A hand was laid on Alleyn’s shoulder. He turned his head and found Mr. Reece’s impassive countenance close to his own. “Can you come out?” he said very quietly. “Something has happened.”

As they went out the Sommita and Roberto Rodolfo had begun to sing their duet.

The servant who had brought the Alleyns their breakfast was in the study looking uneasy and deprecating.

“This is Marco,” said Mr. Reece. “He has reported an incident that I think you should know about. Tell Chief Superintendent Alleyn exactly what you told me.”

Marco shied a little on hearing Alleyn’s rank, but he told his story quite coherently and seemed to gather assurance as he did so. He had the Italian habit of gesture but only a slight accent.

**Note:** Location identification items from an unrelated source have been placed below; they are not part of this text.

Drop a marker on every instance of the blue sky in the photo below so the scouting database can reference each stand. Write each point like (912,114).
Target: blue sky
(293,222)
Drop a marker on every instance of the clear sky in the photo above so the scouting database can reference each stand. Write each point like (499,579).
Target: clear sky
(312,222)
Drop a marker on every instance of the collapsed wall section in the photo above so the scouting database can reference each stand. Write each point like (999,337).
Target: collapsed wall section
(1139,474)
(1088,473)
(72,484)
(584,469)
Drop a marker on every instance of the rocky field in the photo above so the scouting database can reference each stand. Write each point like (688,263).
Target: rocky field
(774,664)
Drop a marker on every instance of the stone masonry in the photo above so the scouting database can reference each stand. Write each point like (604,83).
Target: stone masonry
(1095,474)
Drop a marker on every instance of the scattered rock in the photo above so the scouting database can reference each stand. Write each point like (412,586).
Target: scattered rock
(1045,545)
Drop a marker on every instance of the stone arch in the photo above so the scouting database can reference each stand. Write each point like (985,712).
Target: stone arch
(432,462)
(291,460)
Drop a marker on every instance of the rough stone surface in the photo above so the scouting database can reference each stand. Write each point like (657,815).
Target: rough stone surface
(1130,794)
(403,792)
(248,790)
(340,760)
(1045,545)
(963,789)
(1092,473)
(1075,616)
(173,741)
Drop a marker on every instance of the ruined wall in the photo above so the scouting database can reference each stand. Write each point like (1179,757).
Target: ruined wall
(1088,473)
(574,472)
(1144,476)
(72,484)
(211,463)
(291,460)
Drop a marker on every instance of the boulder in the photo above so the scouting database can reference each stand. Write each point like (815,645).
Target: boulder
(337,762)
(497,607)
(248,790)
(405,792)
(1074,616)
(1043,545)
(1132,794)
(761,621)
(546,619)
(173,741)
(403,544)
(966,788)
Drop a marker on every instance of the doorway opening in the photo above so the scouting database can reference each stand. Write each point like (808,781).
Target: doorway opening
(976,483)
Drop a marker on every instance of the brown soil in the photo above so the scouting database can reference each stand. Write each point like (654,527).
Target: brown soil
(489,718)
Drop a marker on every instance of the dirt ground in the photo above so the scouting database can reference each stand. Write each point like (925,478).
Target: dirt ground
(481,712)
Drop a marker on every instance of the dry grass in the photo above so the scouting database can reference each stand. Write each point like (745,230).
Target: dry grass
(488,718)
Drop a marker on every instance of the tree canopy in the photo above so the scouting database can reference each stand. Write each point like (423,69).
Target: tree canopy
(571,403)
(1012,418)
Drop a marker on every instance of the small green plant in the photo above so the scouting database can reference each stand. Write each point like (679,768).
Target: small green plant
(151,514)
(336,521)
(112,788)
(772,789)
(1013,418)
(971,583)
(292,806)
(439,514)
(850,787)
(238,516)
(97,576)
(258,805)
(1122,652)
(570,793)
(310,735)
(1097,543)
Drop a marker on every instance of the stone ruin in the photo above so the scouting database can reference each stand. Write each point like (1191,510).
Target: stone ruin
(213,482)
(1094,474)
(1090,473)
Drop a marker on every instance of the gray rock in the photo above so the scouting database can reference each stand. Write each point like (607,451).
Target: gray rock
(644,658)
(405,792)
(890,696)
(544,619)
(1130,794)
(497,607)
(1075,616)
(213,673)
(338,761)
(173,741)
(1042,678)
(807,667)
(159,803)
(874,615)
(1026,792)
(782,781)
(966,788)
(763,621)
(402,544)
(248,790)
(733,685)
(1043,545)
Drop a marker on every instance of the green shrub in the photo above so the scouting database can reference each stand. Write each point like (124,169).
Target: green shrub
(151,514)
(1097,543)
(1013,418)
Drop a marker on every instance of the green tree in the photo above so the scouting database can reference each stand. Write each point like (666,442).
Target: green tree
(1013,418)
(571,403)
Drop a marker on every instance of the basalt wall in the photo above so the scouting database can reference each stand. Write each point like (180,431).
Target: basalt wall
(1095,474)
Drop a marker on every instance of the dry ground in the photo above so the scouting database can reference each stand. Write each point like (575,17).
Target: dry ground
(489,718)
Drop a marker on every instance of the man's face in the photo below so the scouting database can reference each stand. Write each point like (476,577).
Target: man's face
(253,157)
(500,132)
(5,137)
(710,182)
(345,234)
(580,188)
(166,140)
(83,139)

He said that he had been sent out to the helicopter hangar to fetch a case of wine that had been brought in the previous day. He went in by a side door and as he opened it heard a scuffle inside the hangar. The door dragged a little on the floor. There was, unmistakably, the sound of someone running. “I think I said something, sir, ‘Hullo’ or something, as I pushed the door open. I was just in time to catch sight of’a man in bathing costume, running out at the open end of the hangar. There’s not much room when the chopper’s there. I had to run back and round the tail, and by the time I got out he was gone.”

Alleyn said: “The hangar, of course, opens on to the cleared space for takeoff.”

“Yes, sir. And it’s surrounded by a kind of shubbery. The proper approach follows round the house to the front. I ran along it about sixty feet but there wasn’t a sign of him, so I returned and had a look at the bush, as they call it. It was very overgrown, and I saw at once he couldn’t have got through it without making a noise. But there wasn’t a sound. I peered about in case he was lying low, and then I remembered that on the far side of the clearing there’s another path through the bush going down to the lakeside. So I took this path. With the same result: nothing: Well, sir,” Marco amended and an air of complacency, if not of smugness, crept over his face, “I say ‘nothing.’ But that’s not quite right. There was something. Lying by the path. There was this.”

With an admirable sense of timing he thrust forward his open palm. On it lay a small round metal or plastic cap.

“It’s what they use to protect the lens, sir. It’s off a camera.”

iii

“I don’t think,” Alleyn said, “we should jump to alarming conclusions about this but certainly it should be followed up. I imagine,” he said dryly, “that anything to do with photography is a tricky subject at the Lodge.”

“With some cause,” said Mr. Reece.

“Indeed. Now then, Marco. You’ve given us a very clear account of what happened, and you’ll think I’m being unduly fussy if we go over it all again.”